I'm sorry you've had to join our club , but the club has great members, so welcome!

I had not heard of Dr. Trabulsi, but prominent robotic surgeons often are involved in published research studies, so I figured he might show up in papers published in respected medical journals. Fortunately, our Government provides us with an online National Library of Medicine facility known as PubMed for Public Medicine, available at [url]www.pubmed.gov[/url], a site I consider it one of our country's great gifts to the world! Anyone in the world can access and search it for free, and we are allowed to use it on this board because it is sponsored by the Government.

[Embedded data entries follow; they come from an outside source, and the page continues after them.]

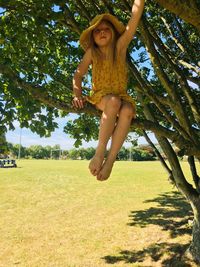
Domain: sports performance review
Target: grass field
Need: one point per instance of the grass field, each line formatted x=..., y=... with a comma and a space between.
x=55, y=214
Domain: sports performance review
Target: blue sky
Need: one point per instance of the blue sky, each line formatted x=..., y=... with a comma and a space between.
x=58, y=137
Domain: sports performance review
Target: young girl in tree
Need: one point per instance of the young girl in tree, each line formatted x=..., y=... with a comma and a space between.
x=105, y=43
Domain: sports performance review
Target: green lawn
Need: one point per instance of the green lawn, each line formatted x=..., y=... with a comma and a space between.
x=55, y=214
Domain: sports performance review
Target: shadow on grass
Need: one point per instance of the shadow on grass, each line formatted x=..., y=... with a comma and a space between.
x=171, y=214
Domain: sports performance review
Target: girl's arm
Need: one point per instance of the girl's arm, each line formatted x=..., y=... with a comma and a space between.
x=131, y=27
x=82, y=69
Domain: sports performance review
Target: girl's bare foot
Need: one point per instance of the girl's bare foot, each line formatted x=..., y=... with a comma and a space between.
x=105, y=170
x=96, y=163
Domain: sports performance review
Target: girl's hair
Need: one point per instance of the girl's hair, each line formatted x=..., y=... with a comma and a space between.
x=96, y=53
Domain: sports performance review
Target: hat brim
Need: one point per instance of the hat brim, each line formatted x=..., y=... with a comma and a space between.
x=85, y=35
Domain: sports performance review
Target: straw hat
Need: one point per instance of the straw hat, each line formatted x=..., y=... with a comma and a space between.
x=85, y=35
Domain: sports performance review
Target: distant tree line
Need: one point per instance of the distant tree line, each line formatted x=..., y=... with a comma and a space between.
x=139, y=153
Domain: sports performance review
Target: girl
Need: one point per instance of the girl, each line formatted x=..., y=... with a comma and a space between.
x=105, y=43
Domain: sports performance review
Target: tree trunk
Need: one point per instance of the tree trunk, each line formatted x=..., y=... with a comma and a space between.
x=193, y=251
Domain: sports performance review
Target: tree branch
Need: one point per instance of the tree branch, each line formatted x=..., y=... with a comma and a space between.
x=187, y=10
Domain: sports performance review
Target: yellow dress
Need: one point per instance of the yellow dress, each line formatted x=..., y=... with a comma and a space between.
x=109, y=79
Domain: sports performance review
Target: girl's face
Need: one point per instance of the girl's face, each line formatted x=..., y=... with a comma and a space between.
x=102, y=34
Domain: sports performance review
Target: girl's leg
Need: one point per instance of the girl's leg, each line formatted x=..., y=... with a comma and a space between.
x=110, y=105
x=126, y=115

Well, Dr. Trabulsi is well-published and well connected! I just did a search using " trabulsi e [au] AND prostate cancer " as the search string. Most of the following papers will have abstracts that give key information about the paper, and we can access that simply by clicking on the blue hypertext list of authors at the PubMed site.

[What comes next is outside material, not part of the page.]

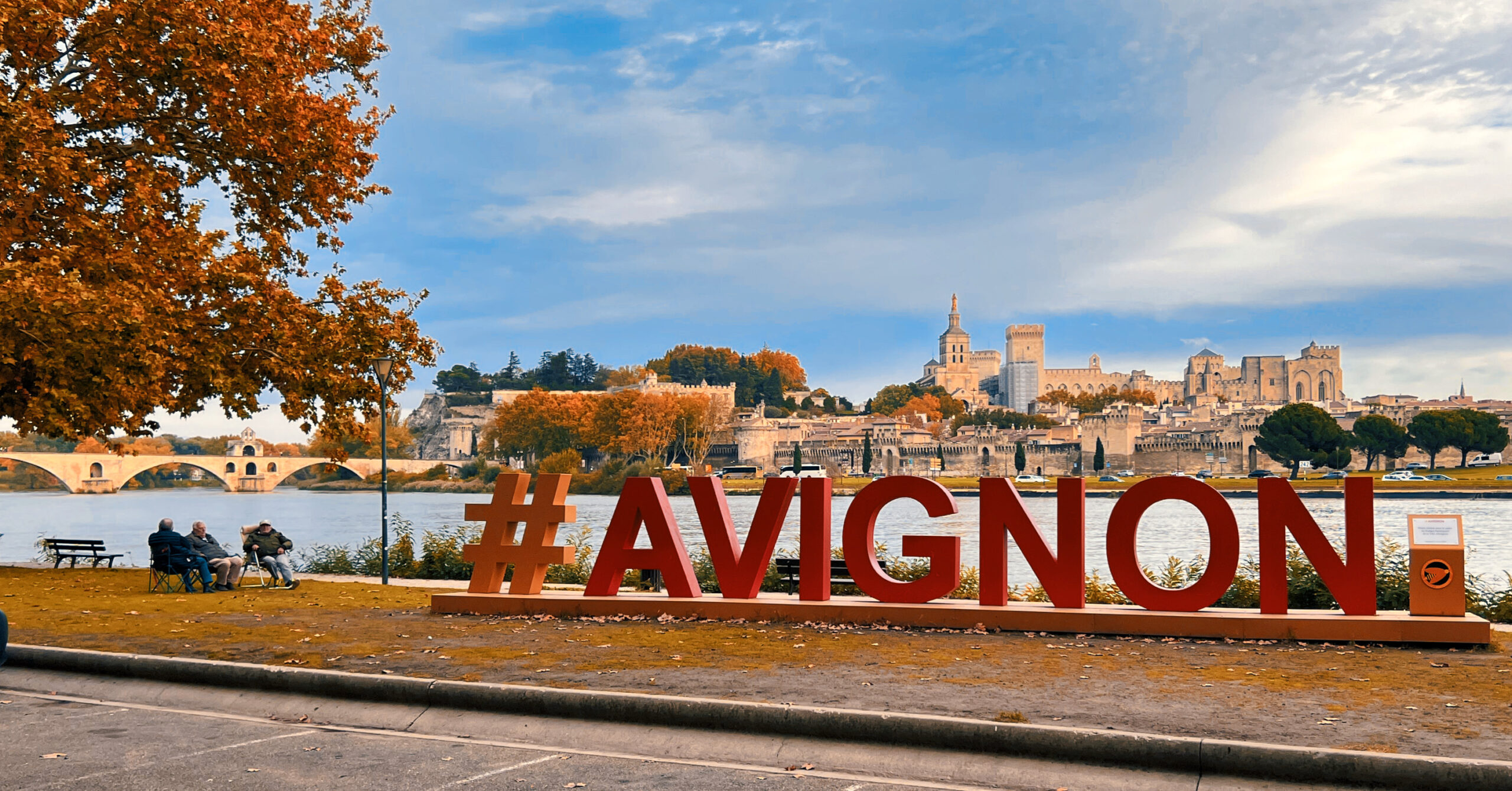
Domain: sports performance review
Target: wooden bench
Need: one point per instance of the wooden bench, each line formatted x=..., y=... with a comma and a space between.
x=77, y=549
x=840, y=575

I'm including some comments about the colleagues I see in these papers. Robotic surgery has not been my therapy, so others will hopefully comment who know more than I do, especially shs50 (Bob) who knows about the docs at Memorial Sloan Kettering (MSK). I'm impressed that Dr. Trabulsi is the first author of a number of the papers ; in published studies, the first and last authors are the ones who get the lion's share of the credit. Usually the first author is the quarterback, and typically the last author is the senior author, the producer, under whose auspices the study was done. I'm sure I am not recognizing some of the prominent physicians/researchers below, but, that said, it is clear to me that Dr. Trabulsi runs in highly accomplished company!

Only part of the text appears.